Although Project Resilience was initiated as a result of the attacks on the Pentagon and New York City last year, the crisis-counseling efforts being offered through the program have been in existence nationally for more than 20 years, according to its literature. Its purpose is the same — to assist those affected by large-scale disaster to cope with extraordinary stress caused by such catastrophes and to help individuals return to their pre-disaster levels of functioning.

At the heart of the program is the belief that survivors, rescue workers and others affected by the disaster may need help in understanding that their distress is a normal reaction to an abnormal situation, according to SAMHSA. Instead of waiting for people to seek help, the program focuses on reaching out to them.

An integral part of the endeavor is to utilize paraprofessionals to avoid the stigma often associated with mental health services, program leaders explain. Everyone from religious leaders to social club volunteers to community activists has been recruited to staff the various CRPs.

BEING FROM THE impacted areas themselves, these counselors undergo training that orients them to the FEMA/CMHS counseling model. They then fan out through the communities to provide information and assistance on a wide range of needs.

"Clinical experience has shown that in the wake of traumatic events, such as those on September 11, the most effective intervention is short-term individual and group counseling, according to New York State Mental health Commissioner James L. Stone.

Under Project Resilience, crisis counselors provide a variety of services throughout the community, even in individual homes. These include: listening to individual concerns; assisting in reducing additional stress by organizing and prioritizing day-to-day tasks; and helping individuals to understand and recognize the range of emotions related to such events.

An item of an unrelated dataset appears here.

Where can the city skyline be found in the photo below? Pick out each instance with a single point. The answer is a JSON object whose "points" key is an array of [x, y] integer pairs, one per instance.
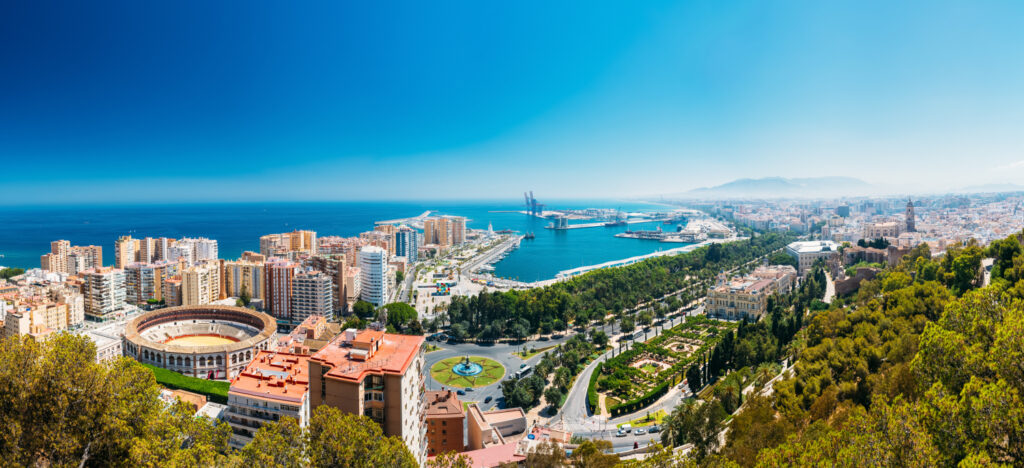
{"points": [[338, 102]]}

As part of the one year anniversary of 9/11, Alexandria's Project Resilience has concentrated their public program on three activities. A display at Market Square on Sept. 10, The Labyrinth Peace Walk at Waterfront Park on Sept. 11, and a one-act play entitled, "Candle in the Night." It will be held at the Alexandria Red Cross Chapter house on Sept. 13.

The essence of Project Resilience is to help people cope with the effects of the September 11 attacks, mentally, emotionally, physically, and economically. But there is another element. It was summed up by Laverne Austin, the Alexandria project's administrative officer. "This is a war. People have to understand that. And it is a war we must win. That's why this project is so essential," she insisted.